Israeli aircraft fired three missiles at an abandoned police base in the Palestinian presidential compound Tuesday, the first time Israel has attacked a security installation since the militant group Hamas took control of the Palestinian government.

Israeli tanks also targeted the northern Gaza Strip, killing one Palestinian and wounding seven, including a mother and her 6-month-old baby, Palestinian officials said.

The Israeli army said it launched artillery at empty fields in northern Gaza to deter militants from launching homemade rockets into Israel. Earlier, Palestinian militants had fired homemade rockets at Israel, causing no injuries.

It was not immediately clear why Palestinian President Mahmoud Abbas' compound was targeted. Abbas, a moderate whose Fatah Party was defeated by Hamas in recent legislative elections, has repeatedly condemned the rocket fire and urged Hamas to accept peacemaking with Israel.
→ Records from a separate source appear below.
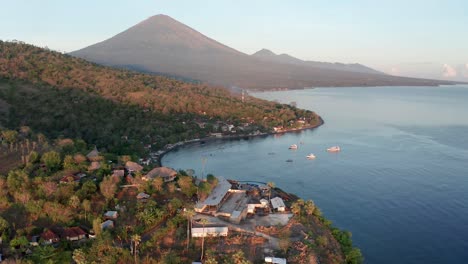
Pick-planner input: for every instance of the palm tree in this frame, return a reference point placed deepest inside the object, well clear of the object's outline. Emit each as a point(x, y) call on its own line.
point(309, 207)
point(204, 221)
point(270, 185)
point(136, 241)
point(189, 213)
Abbas denounced the airstrike and called for international intervention to stop what he called Israel's "destruction for the sake of destruction." He said he contacted "the U.N., Russia, the EU and Arab states and told them that these actions complicate daily life and affect our human and social status."

Abbas, elected separately last year, was at his main headquarters in the West Bank at the time of the airstrike.

In Israel, the two largest political parties pledged to serve together in a new government, setting aside recent bickering. The announcement by the Kadima and Labor parties paved the way for a center-left coalition that could push ahead with a proposed West Bank pullout in the next four years.

The announcement came after a meeting between acting Prime Minister Ehud Olmert of Kadima and Labor leader Amir Peretz.

"We are happy to announce that immediately after the president gives me the mission of putting together a government, we will open coalition talks that will allow us to form a government in which the Labor Party will be a senior member," Olmert said with Peretz standing next to him.

Both men said they would try to forge the new coalition as quickly as possible.

In last week's election, Kadima emerged as the largest party in parliament with 29 out of 120 seats, followed by Labor with 19 seats. Under Israel's electoral system, the president, who holds a largely ceremonial post, traditionally asks the leader of the largest party to try to form a coalition government.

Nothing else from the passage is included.